Moreover, easy success can breed and reinforce dangerous attitudes. Please recall that the stock market has seen friendly up-swings for twenty years at a time! All have looked smart, with some imagining they are. How vital to avoid the unchallenged “extrapolation error” inherent to many self-congratulatory trajectories!
Is humility really useful? In two ways. First, it will steer the investor clear of most businesses that cannot be clearly understood or that present key uncertainties. Second, a humble viewpoint will move an analyst to scrutinize his own errors so that mistakes are not repeated.
Patience offers two large advantages. First, it allows one to wait for prices to come to them when buying new holdings. A “margin-of-safety” purchase price is worth the wait, and nothing could be chaste to erode a protective buy-price cushion. Simply put, humility identifies the safely understood business, and patience waits for the low price – a “Safe-n-Cheap” combo.
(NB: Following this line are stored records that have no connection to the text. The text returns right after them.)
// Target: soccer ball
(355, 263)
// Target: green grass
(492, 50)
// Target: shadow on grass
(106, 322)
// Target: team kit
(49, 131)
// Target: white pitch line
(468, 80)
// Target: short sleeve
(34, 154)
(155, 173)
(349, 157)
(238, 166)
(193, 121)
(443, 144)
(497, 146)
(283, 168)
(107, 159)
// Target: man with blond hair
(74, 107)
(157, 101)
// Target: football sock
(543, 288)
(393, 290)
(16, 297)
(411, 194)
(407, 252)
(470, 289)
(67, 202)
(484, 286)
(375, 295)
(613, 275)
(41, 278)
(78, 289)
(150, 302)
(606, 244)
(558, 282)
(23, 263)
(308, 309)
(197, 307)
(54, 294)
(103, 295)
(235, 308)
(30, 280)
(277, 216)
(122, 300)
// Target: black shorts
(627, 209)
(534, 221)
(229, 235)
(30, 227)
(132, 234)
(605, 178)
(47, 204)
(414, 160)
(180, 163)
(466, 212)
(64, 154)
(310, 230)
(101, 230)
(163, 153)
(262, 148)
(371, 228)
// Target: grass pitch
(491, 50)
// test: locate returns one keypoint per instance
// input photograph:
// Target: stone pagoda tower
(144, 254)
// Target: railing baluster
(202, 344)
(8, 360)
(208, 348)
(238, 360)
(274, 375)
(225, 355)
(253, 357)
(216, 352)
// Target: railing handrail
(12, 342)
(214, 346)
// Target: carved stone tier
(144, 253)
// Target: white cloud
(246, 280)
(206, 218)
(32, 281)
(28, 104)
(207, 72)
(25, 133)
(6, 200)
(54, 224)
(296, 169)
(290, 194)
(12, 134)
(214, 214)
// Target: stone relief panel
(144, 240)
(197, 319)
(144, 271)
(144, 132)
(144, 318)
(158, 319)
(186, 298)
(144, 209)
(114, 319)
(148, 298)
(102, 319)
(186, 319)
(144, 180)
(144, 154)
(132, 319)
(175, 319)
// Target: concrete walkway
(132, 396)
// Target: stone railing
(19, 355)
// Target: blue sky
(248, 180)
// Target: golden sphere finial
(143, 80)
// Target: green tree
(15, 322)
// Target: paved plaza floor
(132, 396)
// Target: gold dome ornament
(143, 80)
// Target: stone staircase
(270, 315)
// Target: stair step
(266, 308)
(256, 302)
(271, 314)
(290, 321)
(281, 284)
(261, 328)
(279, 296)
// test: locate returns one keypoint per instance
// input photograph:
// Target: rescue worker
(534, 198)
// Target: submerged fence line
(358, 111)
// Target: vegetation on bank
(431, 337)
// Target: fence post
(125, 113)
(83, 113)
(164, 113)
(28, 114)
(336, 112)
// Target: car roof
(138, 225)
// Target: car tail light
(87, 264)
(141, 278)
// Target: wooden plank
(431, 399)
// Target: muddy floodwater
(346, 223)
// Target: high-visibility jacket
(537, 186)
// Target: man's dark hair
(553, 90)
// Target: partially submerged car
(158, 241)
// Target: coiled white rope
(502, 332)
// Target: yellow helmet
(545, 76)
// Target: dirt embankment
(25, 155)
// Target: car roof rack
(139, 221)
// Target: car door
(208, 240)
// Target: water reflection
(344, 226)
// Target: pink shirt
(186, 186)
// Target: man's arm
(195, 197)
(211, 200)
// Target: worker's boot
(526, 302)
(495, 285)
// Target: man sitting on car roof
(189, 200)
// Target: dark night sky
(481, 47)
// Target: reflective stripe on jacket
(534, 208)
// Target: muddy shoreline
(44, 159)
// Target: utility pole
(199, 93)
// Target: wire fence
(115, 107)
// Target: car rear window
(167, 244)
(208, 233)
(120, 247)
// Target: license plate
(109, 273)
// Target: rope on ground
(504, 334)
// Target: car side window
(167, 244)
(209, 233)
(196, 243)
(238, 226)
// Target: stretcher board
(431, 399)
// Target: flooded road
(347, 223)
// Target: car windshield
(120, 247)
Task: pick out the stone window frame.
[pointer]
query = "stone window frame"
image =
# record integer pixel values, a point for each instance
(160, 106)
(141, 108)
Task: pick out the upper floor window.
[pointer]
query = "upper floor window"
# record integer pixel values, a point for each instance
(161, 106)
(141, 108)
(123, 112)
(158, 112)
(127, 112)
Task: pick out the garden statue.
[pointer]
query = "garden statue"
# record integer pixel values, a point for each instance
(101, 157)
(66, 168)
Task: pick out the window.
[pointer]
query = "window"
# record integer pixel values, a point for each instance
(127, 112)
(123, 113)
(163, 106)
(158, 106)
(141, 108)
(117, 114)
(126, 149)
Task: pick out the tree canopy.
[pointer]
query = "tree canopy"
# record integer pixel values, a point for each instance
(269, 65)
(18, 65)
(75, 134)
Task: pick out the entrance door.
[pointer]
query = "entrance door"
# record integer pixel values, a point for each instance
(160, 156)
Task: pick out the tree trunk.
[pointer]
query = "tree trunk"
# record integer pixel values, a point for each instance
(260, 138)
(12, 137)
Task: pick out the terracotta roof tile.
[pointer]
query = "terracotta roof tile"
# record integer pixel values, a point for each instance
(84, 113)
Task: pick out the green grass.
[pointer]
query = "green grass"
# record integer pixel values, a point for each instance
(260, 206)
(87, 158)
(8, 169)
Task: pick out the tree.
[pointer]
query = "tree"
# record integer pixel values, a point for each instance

Second, a patient attitude reminds one that market pricing often needs time to catch up with the business progress of his holdings. It is rashness to expect INSTANT market appreciation in equity selections, just as it would be for a farmer to demand an “instant harvest” mere days after sowing seed. History proves that, given enough time, chances in market declines to acquire great businesses that eventually reward shareholders will, indeed, show themselves.
In short, for investment success, one could be more temperamentally equipped to humbly and patiently ‘look’ foolish or inactive for a couple of years at a stretch to gain meaningful long-term results. Appearing foolish is tolerable – as long as one does not behave foolishly.
Career pressures on Wall Street may not allow the ‘pros’ these dispositions. It may very well turn out that humility and patience can imbue a large, insurmountable competitive edge over the pros in pursuing investments. They may try to do too much, too fast. Wise investors, however, will modestly do what few things they understand when circumstances permit. And that could be the difference between investment failure and investment success.